A some-time designer of stage sets, Berndtson joined Wright's Taliesin Fellowship in Wisconsin in 1938 and became one of Wright's most devoted pupils and disciples, working with the master on his renderings of the Guggenheim Museum in New York City. During the 1940s, Berndtson settled in Pittsburgh with his second wife, Taliesin architect and historian Cornelia Brierly, where he became an important designer of Wright-influenced residences -- "organic" structures which were designed with uncompromising discipline to be integrated with the land in their basic lines, their materials and their treatment of natural light. He passed away in 1972.
This excerpt from Miller and Sheon's book Organic Vision: The Architecture of Peter Berndtson, explains a bit about what is special about my particular house:
One house that tested all of the architect's ingenuity was 'Springwater Hills,' the home of Mr. and Mrs. Arthur Parkins . . . The Parkinses owned 40 wooded acres surrounding a handsome grassy knoll -- on which stood a typical late Victorian clapboard farmhouse with gable roof. Berndtson first saw the site in 1953. He suggested razing the small farmhouse and starting fresh. At the time the Parkinses felt the expense prohibitive and in any case did not want to start from scratch. Ten years later they began long discussions about adapting the house.
' Peter was amenable to an adaptation,' Parkins said. 'But he told me it would be a most difficult challenge to make his architecture come together with the existing building. We knew what he meant. He looked over the place a few times and then disappeared for about six months. When he finally came out with the plans, the drawings were incredible. We fell in love with his ideas right away. Even if we had been inclined to, after seeing what he intended we probably could not have looked for another architect. You just couldn't deny his work,' the Parkinses said.
'I said I thought Micarta surfaces would be practical in the bedrooms,' Arthur Parkins remembered. 'If you want that you'll need a different architect,' Peter replied.'
'We let him do what he wanted,' Loretta Parkins said, 'because everything he did was beyond our expectations. The house, with three decks on the second floor, four bedrooms and two baths, is like a sculpture. We have made no attempt to overdress it. Just a few flowers. Peter included corner flower boxes on the northwest deck.
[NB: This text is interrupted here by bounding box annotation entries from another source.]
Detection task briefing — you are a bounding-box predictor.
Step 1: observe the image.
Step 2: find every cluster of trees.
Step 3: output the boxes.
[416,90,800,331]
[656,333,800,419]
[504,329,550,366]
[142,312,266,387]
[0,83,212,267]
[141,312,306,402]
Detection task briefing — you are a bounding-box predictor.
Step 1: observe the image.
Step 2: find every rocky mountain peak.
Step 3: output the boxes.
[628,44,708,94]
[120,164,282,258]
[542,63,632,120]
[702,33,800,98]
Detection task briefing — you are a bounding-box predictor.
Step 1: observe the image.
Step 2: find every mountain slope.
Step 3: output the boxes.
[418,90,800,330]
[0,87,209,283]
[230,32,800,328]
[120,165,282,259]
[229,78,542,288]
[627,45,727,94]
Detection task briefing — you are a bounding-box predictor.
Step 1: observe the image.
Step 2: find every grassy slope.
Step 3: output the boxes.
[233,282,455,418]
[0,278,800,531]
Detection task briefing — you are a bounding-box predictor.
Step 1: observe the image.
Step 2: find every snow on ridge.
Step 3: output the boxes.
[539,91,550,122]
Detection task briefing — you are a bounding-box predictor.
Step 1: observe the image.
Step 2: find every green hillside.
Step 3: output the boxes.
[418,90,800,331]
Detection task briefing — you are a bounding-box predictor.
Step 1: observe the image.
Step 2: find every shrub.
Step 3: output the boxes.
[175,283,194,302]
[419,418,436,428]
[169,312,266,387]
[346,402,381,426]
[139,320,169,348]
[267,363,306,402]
There was nothing that we didn't let Peter do. He had total freedom and we're not sorry!'
Parkins agreed. 'Peter had a unified design. He nurtured ideas like sculptural entities and he never deviated from his ideals.'
On of their house's most unusual features is a long walkway with a redwood canopy that extends many feet from the front of the house in the direction of a separate garage. The house has a strong Japanese quality with its stark redwood exterior. Except for one area of the original roofline, there is nothing to indicate the house's beginnings. Berndtson enclosed the original structure but refinished the interior as the core of his enlargement. It was a brilliant experiment.
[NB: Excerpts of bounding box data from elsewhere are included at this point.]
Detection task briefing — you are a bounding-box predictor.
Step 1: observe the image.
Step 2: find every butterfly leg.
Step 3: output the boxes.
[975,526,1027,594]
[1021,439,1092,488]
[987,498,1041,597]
One feature of the house that Miller and Sheon fail to mention, except in passing, is its surroundings -- the thick, green woods; the lush rhododendrons that hug the structure on the east and west sides; and the gentle hiss of the two springs that traverse the land on which it is situated. The land itself was part of the attraction for me, and one of the things that drew me to visit when I first read that this Berndtson house was for sale by the Parkinses. It was an emotional experience for me to wake up in this forest for the first time five years ago after moving in. In the master bedroom, with glass expanses on either side of the built-in platform bed, and narrow windows on either side of the fireplace at the far end of the room, it was easy to be overwhelmed by being enveloped within the forest's colors and sounds. In this most private haven, it was as if there were no sense of time.